With these ideas—namely the supposal of a probable Aramaic original of the proem-source and the consequent 'philosophizing' by translation into Hellenistic Greek of some terms that in the original were more concretely presented, I attempted the following version. This I did before I had read Prof. C. F. Burney's recent (1922) arresting study, entitled The Aramaic Origin of the Fourth Gospel (Oxford, The Clarendon Press). The contention of the Professor of the Interpretation of Holy Scripture at Oxford, who is so great an authority on the O.T., is that not only for the proem but for much, if not the whole, of the gospel there is an Aramaic background. Whatever may be ultimately decided on this novel and far-reaching hypothesis, it should inaugurate a fruitful line of N.T. research. My own venture is far more modest in every way; I deal with a single 'source' only, and have not the competence to treat even that technically from the Semitic side. The only remark I would venture to make on Prof. Burney's labours is in respect to the Johannine Greek quotations from the O.T. The problem whether the few of them which differ from the LXX. Greek Targum or Translation,—the Authorised Version of the time so to say,—were made freshly from the Hebrew, does not seem to me necessarily to help to prove the author's contention. They are far more likely to have been taken from what is said to have been probably the earliest Christian Greek document,—a collection of proof-texts to establish the claims of Christian Messianism from O.T. prophecy, at times not without accommodation. They sometimes agree with and sometimes diverge from the Septuagint rendering. p. 123 All this has been most thoroughly worked out by Proff. Rendel Harris and Vacher Burch in their indispensable work (Pt. I., 1916, Pt. II., 1920) on the now famous Testimony Book (Testimonia contra Judæos).

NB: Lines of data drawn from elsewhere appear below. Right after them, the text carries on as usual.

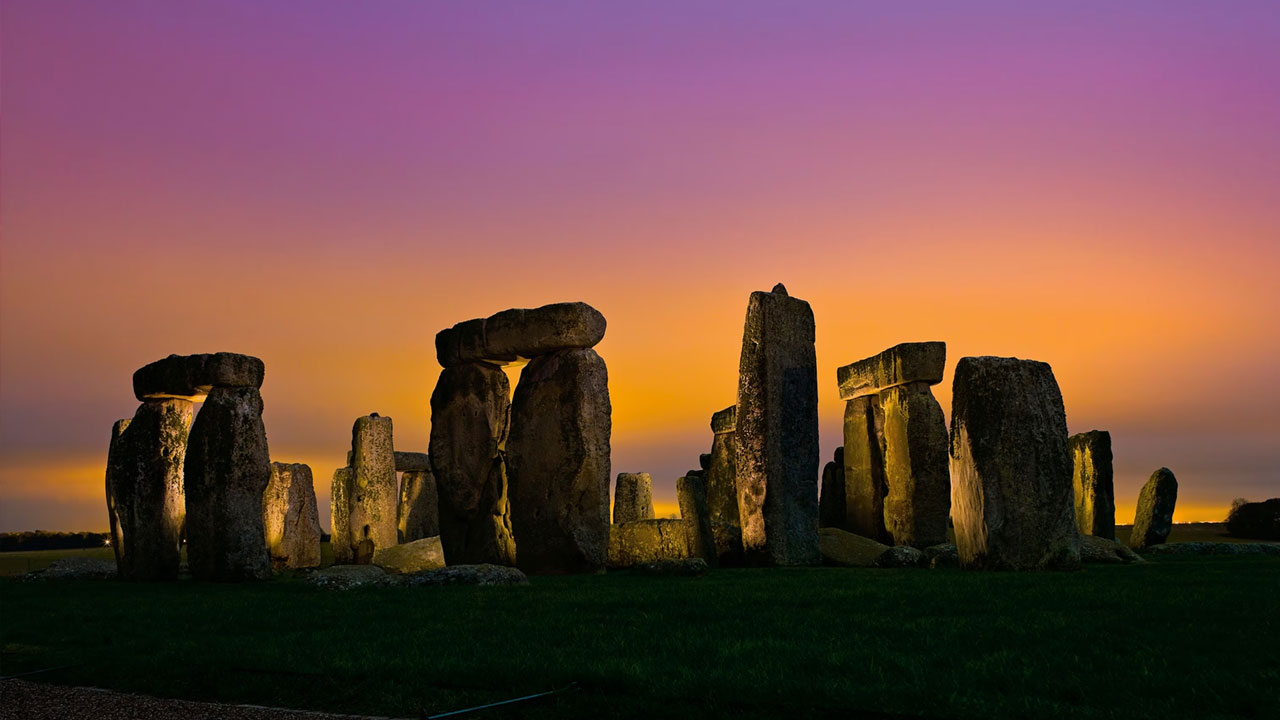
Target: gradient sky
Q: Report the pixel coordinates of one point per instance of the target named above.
(328, 185)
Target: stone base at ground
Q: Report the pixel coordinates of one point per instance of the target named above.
(647, 541)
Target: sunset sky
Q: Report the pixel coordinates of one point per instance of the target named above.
(328, 185)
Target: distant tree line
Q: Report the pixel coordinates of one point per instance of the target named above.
(44, 540)
(1255, 520)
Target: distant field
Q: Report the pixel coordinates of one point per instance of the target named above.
(1178, 637)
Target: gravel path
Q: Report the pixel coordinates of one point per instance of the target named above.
(36, 701)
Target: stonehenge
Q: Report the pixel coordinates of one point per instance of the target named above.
(776, 443)
(722, 488)
(417, 513)
(896, 478)
(1011, 495)
(1093, 484)
(531, 472)
(146, 478)
(227, 470)
(1153, 518)
(470, 420)
(289, 516)
(632, 497)
(695, 515)
(831, 500)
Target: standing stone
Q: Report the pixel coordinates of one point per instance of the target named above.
(1155, 516)
(147, 484)
(865, 488)
(691, 495)
(112, 514)
(289, 516)
(831, 502)
(558, 456)
(470, 415)
(1093, 484)
(374, 492)
(722, 488)
(227, 472)
(777, 431)
(339, 515)
(915, 466)
(417, 514)
(632, 497)
(1010, 466)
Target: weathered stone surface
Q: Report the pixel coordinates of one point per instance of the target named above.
(346, 577)
(339, 515)
(831, 501)
(632, 497)
(901, 364)
(647, 541)
(479, 574)
(725, 420)
(1010, 468)
(558, 463)
(722, 491)
(417, 514)
(681, 568)
(1155, 515)
(515, 335)
(845, 548)
(695, 515)
(777, 432)
(113, 516)
(147, 486)
(227, 470)
(1093, 484)
(864, 469)
(289, 516)
(942, 555)
(1106, 550)
(412, 461)
(191, 377)
(470, 415)
(903, 556)
(374, 492)
(915, 466)
(415, 556)
(1256, 520)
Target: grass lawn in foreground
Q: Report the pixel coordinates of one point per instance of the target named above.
(1178, 637)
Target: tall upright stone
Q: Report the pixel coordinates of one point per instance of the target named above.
(691, 496)
(558, 463)
(470, 420)
(113, 515)
(865, 488)
(374, 492)
(831, 502)
(777, 431)
(227, 472)
(417, 514)
(722, 488)
(289, 516)
(632, 497)
(915, 466)
(1011, 492)
(1153, 519)
(339, 515)
(1093, 484)
(146, 474)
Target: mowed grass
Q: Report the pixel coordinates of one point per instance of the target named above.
(1178, 637)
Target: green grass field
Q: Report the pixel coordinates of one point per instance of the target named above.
(1178, 637)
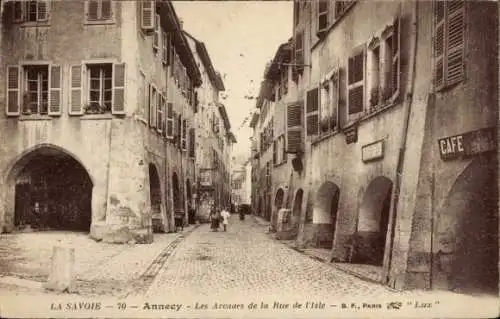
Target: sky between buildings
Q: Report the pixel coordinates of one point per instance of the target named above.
(241, 37)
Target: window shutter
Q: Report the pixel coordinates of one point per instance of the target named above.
(294, 128)
(13, 91)
(170, 120)
(76, 105)
(356, 83)
(42, 10)
(156, 36)
(183, 137)
(93, 9)
(192, 142)
(439, 19)
(55, 90)
(455, 41)
(106, 9)
(165, 48)
(396, 60)
(312, 114)
(118, 89)
(147, 15)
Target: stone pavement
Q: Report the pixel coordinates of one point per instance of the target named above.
(246, 261)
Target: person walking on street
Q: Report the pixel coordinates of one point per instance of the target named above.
(225, 218)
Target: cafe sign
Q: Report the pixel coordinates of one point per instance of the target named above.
(467, 144)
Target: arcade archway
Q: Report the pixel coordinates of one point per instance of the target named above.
(49, 189)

I also conjectured, presumably owing to the rhythms of the Mandæan books running in my head, that the 'source' might have been in verse; and found that the Greek broke up easily into some sort of rhythmic lines. But of course this was pure guesswork on my part. Professor Burney, however, with his wide knowledge of Hebrew and Palestinian Aramaic, has come most definitely to this conclusion as to the proem. If the rest of the gospel cannot be so treated, this seems to me to be an additional indication that in the prologue we are dealing with a 'source.' Though my tentative translation from the Greek differs both in analysis and phrasing from Prof. Burney's, I so far see no compelling reason to alter the phrasing by his, and let the breaking up of the lines stand to indicate rhythm rather than the measured lines he has so ingeniously endeavoured to reconstruct into Aramaic.